AsposeOCRPdf Java version 23.6 does nothing

raviteja · June 14, 2023, 8:13pm

Hi,

I am new to aspose ocr for image pdf extraction. When i use 22.2 version - i get the following error Exception in thread “main” java.lang.NoClassDefFoundError: ai/onnxruntime/OrtException

For the above error - i am not able to find the jar for it.

And when i change it to 23.6 version, then the Class DocumentRecognitionSettings shows as depricated. So what is the java code for verion 23.6 to convert. With the following code , 23.6 code does nothing. It does not have any result. For testing, i used the same pdf given in aspose examples. Please let me know what is wrong here.

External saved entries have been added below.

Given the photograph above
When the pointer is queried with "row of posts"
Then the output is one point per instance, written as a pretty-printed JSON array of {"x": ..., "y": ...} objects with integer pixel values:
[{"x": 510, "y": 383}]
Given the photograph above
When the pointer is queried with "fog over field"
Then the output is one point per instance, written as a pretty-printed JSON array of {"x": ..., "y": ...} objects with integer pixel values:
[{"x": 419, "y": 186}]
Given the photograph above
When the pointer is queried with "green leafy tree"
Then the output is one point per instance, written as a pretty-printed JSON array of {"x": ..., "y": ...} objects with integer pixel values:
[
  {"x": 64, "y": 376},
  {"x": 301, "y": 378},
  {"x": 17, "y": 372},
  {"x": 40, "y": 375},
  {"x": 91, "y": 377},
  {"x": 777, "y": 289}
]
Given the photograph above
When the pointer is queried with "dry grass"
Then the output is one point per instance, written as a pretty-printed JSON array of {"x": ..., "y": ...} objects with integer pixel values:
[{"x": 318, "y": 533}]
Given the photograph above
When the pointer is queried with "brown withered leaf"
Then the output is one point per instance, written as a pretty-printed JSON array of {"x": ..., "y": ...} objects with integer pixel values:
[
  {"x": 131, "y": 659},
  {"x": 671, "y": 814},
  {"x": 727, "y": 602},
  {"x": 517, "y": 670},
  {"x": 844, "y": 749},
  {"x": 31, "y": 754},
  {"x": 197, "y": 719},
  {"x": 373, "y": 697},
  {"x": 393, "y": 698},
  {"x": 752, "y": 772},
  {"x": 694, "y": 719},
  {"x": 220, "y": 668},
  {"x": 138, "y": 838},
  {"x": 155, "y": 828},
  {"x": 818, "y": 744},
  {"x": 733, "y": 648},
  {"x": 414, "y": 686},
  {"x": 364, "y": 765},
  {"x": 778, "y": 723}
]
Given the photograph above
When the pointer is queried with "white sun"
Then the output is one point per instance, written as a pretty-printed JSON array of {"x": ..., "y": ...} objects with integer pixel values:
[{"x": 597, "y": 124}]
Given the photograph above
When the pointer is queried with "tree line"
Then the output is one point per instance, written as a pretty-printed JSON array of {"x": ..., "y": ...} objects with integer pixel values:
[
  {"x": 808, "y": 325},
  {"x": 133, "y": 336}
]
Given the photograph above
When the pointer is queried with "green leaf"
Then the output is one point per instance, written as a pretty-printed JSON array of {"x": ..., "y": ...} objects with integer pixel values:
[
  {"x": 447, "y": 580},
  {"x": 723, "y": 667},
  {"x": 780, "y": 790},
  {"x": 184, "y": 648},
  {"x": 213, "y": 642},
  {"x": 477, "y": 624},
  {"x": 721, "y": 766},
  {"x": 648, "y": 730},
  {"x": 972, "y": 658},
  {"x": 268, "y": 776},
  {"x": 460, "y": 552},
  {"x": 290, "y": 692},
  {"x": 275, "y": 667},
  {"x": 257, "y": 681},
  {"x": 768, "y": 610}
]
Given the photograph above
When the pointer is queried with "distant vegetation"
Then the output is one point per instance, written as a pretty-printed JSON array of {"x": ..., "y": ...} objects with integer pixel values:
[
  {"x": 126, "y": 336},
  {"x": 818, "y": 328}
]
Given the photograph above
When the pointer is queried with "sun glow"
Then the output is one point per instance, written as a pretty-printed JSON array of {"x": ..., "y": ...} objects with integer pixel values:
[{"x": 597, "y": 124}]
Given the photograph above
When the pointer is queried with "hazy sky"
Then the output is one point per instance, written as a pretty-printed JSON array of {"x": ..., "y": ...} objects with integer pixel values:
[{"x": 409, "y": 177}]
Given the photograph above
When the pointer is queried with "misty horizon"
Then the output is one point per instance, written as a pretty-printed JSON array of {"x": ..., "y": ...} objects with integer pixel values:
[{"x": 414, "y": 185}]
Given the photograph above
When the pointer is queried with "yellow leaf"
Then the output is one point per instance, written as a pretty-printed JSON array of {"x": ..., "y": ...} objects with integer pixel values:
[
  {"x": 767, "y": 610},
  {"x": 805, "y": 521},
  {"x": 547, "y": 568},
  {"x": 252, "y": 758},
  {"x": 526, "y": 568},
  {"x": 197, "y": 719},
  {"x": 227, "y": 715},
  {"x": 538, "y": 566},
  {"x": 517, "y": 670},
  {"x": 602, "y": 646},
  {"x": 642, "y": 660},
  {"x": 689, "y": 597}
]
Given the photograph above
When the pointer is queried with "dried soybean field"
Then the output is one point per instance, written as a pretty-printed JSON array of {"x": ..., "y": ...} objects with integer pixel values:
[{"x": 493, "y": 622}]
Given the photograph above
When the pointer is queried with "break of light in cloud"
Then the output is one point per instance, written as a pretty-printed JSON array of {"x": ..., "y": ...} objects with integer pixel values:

    String file = "multi_page_1.pdf";
	
	
	// Create api instance
	AsposeOCRPdf api = new AsposeOCRPdf();

	// Set recognition options
	DocumentRecognitionSettings settings = new DocumentRecognitionSettings(0,1);
	settings.setDetectAreas(false);

	// Get result list
	ArrayList<RecognitionResult> result = api.RecognizePdf(file, settings);
	//System.out.println(api.GetPagesNumber(file));

	// print result		
	for(RecognitionResult r: result) {
		printResult(r);
	}

	// ExEnd:1
	System.out.println("OCRRecognizePdf: execution complete");

asad.ali · June 15, 2023, 12:07am

@raviteja

In order to resolved onnxruntime error, you need to specify following dependency in your pom.xml file:

<!-- https://mvnrepository.com/artifact/com.microsoft.onnxruntime/onnxruntime -->
<dependency>
   <groupId>com.microsoft.onnxruntime</groupId>
   <artifactId>onnxruntime</artifactId>
   <version>1.10.0</version>
</dependency>

Furthermore, can you please share your sample file for our reference so that we can test the scenario in our environment and address it accordingly?

raviteja · June 15, 2023, 12:53am

Sample_Scanned_PDF.pdf (866.5 KB)
This is the document i am trying. Infact any document nothing is happening with version 23.6

asad.ali · June 15, 2023, 12:08pm

@raviteja

We are checking it and will get back to you shortly.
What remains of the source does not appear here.